Progress for Children. A Report Card on Child Protection
The Chief Public Health Officer's Report on The State of Public Health in Canada 2009
This report is the Chief Public Health Officer of Canada's second annual report to Parliament on the state of public health in Canada. It considers the lifecourse approach to health — focusing on the lifelong impact of exposures and influences that occur early in life — and explores the current state of children's health in Canada up to and including age 11 years.

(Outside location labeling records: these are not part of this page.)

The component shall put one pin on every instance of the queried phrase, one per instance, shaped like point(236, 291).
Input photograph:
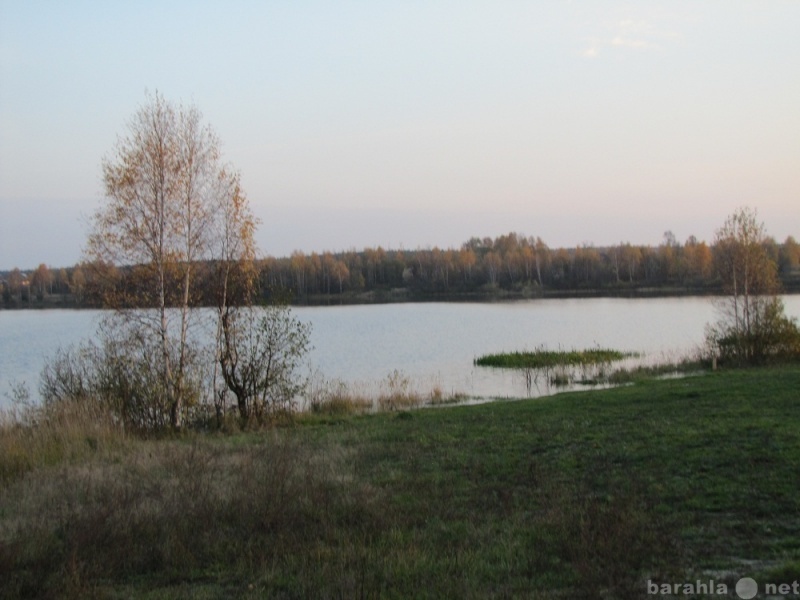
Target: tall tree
point(160, 183)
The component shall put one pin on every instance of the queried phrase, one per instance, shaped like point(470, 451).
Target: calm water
point(434, 344)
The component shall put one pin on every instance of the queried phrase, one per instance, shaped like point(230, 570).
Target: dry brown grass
point(32, 436)
point(168, 508)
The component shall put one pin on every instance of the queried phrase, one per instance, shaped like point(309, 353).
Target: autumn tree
point(752, 326)
point(160, 183)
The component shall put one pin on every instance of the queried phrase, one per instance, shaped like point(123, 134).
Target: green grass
point(582, 495)
point(542, 359)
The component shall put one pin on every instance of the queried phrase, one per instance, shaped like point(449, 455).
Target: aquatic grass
point(543, 359)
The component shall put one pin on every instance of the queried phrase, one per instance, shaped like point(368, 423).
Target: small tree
point(261, 355)
point(752, 326)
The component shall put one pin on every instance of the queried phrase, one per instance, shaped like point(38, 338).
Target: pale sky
point(415, 123)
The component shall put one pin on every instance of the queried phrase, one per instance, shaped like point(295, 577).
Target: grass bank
point(583, 495)
point(542, 359)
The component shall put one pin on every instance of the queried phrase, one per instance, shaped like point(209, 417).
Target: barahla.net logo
point(746, 588)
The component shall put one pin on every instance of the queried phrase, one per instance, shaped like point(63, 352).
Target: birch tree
point(159, 184)
point(752, 326)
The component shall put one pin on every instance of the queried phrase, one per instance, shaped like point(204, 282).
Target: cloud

From this information, a number of worrying trends emerge that are either persistent or are increasing in prevalence, especially among certain sub-populations of children. Efforts to address these negative trends and reduce their impacts on children's health and development vary in approach and magnitude, from targeted community-level interventions to nationwide universal programs. Evidence suggests that, in some cases, broad multi-pronged approaches need to be developed, while in others current efforts should be supplemented in order to reach all those in need. Examples of successful and promising initiatives and research, both within Canada and abroad, provide guidance on optimal conditions and priorities to help children start and continue on the path to good health.
Pathways to Resilience II: The Social Ecology of Resilience
This conference, our second, brings together presenters from six continents to explore aspects of resilience such as how we:
• design clinical interventions and social programs to make resilience more likely
• offer informal community supports in ways young people want
• nurture healthy family, school and community relationships
• celebrate cultural traditions that support children’s mental, emotional, physical and spiritual well-being
• design schools for vulnerable learners
• negotiate social policy that is child and youth friendly
• secure peace and contribute to social justice and citizenship for children
Together, as an interdisciplinary group, we will discuss not only how children beat the odds stacked against them, but how professionals and caregivers can change those odds so that young people around the world experience resilience in culturally meaningful ways.